2) The Republican Party is Still Unable to Control Hardline Legislators.
A major difference between our two political parties is now more apparent than ever. Democrats are able to control their ideological hardliners, while Republicans are not. When news broke that the fiscal cliff deal would only raise taxes on Americans making over $400,000, the left-wing of the Democrat Party was angry that Obama did not hold firm on $250,000. Yet this anger had virtually no effect on Democrat voting behavior, and Democrats ended up providing the majority of the votes for the final deal in the House of Representatives. House Republicans on the other hand, aware of the scalps claimed by Tea Party primary challenges, refused to support even a tax increase only on those making over $1 million dollars. This only served to weaken Boehner’s negotiating position, as it became clear that he would be unable to deliver his caucus’s votes even if a deal was reached. Americans watching the fiscal cliff debate saw a Republican Party in disarray, and if this continues to be the message sent by Republican legislative behavior, the American electorate will take notice in the 2014 midterms.

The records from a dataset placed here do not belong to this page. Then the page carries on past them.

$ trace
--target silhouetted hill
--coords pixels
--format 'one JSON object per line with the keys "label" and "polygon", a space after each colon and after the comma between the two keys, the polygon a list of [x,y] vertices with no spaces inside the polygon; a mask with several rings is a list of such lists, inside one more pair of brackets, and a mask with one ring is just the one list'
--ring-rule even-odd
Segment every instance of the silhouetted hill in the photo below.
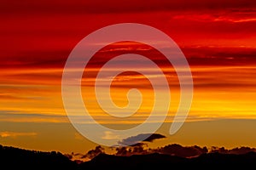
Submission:
{"label": "silhouetted hill", "polygon": [[0,145],[0,168],[4,169],[159,169],[173,167],[197,169],[242,166],[255,167],[256,153],[243,155],[207,153],[198,157],[183,158],[164,154],[133,155],[120,156],[100,154],[90,162],[78,164],[59,152],[42,152]]}
{"label": "silhouetted hill", "polygon": [[[5,167],[5,168],[3,168]],[[27,150],[0,145],[0,169],[75,169],[77,164],[60,152]]]}
{"label": "silhouetted hill", "polygon": [[182,158],[178,156],[149,154],[131,156],[118,156],[101,154],[80,164],[81,169],[154,169],[172,167],[191,167],[205,169],[209,167],[223,168],[242,166],[251,167],[256,166],[256,153],[249,152],[244,155],[208,153],[195,158]]}

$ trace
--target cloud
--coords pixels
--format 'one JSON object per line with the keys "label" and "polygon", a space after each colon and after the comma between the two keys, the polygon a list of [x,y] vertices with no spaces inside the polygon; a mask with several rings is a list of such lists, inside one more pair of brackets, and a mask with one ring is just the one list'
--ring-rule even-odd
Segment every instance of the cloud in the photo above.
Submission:
{"label": "cloud", "polygon": [[194,157],[203,153],[207,153],[207,147],[201,148],[199,146],[182,146],[177,144],[168,144],[153,150],[154,152],[166,154],[171,156],[177,156],[180,157]]}
{"label": "cloud", "polygon": [[106,132],[104,132],[104,133],[105,133],[104,136],[102,136],[103,139],[111,140],[111,139],[119,139],[118,135],[113,134],[110,131],[106,131]]}
{"label": "cloud", "polygon": [[236,147],[236,148],[233,148],[231,150],[227,150],[224,147],[215,147],[212,146],[209,152],[211,153],[221,153],[221,154],[246,154],[248,153],[250,151],[254,151],[256,152],[256,149],[255,148],[250,148],[250,147],[245,147],[245,146],[241,146],[240,148]]}
{"label": "cloud", "polygon": [[104,148],[102,148],[101,145],[98,145],[94,150],[89,150],[85,155],[82,155],[79,158],[84,161],[89,161],[102,153],[105,153]]}
{"label": "cloud", "polygon": [[131,136],[118,142],[120,145],[133,145],[142,141],[153,142],[154,139],[164,139],[166,136],[159,133],[141,133]]}
{"label": "cloud", "polygon": [[20,136],[36,136],[37,133],[0,132],[1,138],[17,138]]}

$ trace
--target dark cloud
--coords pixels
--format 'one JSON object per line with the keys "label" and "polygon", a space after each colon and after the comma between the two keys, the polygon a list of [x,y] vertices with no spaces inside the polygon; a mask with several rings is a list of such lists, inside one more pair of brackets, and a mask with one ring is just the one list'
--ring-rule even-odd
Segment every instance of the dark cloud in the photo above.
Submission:
{"label": "dark cloud", "polygon": [[81,159],[92,159],[98,156],[99,154],[105,153],[104,148],[102,148],[101,145],[96,146],[94,150],[89,150],[85,155],[82,156]]}
{"label": "dark cloud", "polygon": [[154,152],[166,154],[171,156],[177,156],[180,157],[194,157],[203,153],[207,153],[207,147],[201,148],[199,146],[182,146],[177,144],[168,144],[164,147],[158,148],[153,150]]}
{"label": "dark cloud", "polygon": [[[248,152],[256,152],[255,148],[250,147],[240,147],[233,148],[230,150],[225,149],[224,147],[212,146],[207,149],[206,146],[200,147],[197,145],[194,146],[182,146],[177,144],[167,144],[163,147],[158,147],[157,149],[148,148],[145,143],[137,143],[132,146],[119,146],[114,148],[114,156],[130,156],[133,155],[148,155],[148,154],[163,154],[169,156],[177,156],[183,158],[197,157],[202,154],[207,153],[220,153],[220,154],[247,154]],[[74,154],[66,155],[69,159],[81,162],[84,161],[90,161],[98,156],[99,154],[105,153],[104,149],[102,146],[96,146],[95,150],[88,151],[85,155]]]}
{"label": "dark cloud", "polygon": [[133,145],[142,141],[153,142],[154,139],[164,139],[166,136],[159,133],[141,133],[136,136],[131,136],[119,141],[118,144],[120,145]]}
{"label": "dark cloud", "polygon": [[237,154],[237,155],[247,154],[247,153],[251,152],[251,151],[256,152],[256,149],[242,146],[242,147],[240,147],[240,148],[233,148],[231,150],[227,150],[224,147],[220,147],[219,148],[219,147],[212,146],[211,148],[211,150],[210,150],[211,153],[218,152],[218,153],[221,153],[221,154]]}

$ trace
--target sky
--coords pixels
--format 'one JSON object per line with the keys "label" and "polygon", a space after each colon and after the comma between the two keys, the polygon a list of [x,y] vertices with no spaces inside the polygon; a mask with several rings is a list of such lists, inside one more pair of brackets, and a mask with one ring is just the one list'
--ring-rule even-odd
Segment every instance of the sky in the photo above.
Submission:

3) Crises Are Ineffective at Forcing Spending Cuts.
The fiscal cliff should be an object lesson for conservatives that engineered crises are ineffective in forcing meaningful spending cuts or entitlement reform. Like the debt ceiling debate back in 2011, conservatives approached the fiscal cliff hoping to use the looming deadline as leverage to force entitlement reform. This did not work with the debt ceiling, and it did not work here. Republicans were unable to even make gains on converting social security inflation calculations to Chained CPI, the normal means used in the modern world to calculate inflation. This is because any crisis severe enough to force the Democrats to capitulate is also severe enough to place the Republicans in the untenable political position of being blamed for large-scale economic damage. Conservatives should renew their faith in the traditional budgeting process, the means by which the Republican Congress of the 1990s reduced spending and reformed welfare, rather than trying to govern by forced crisis.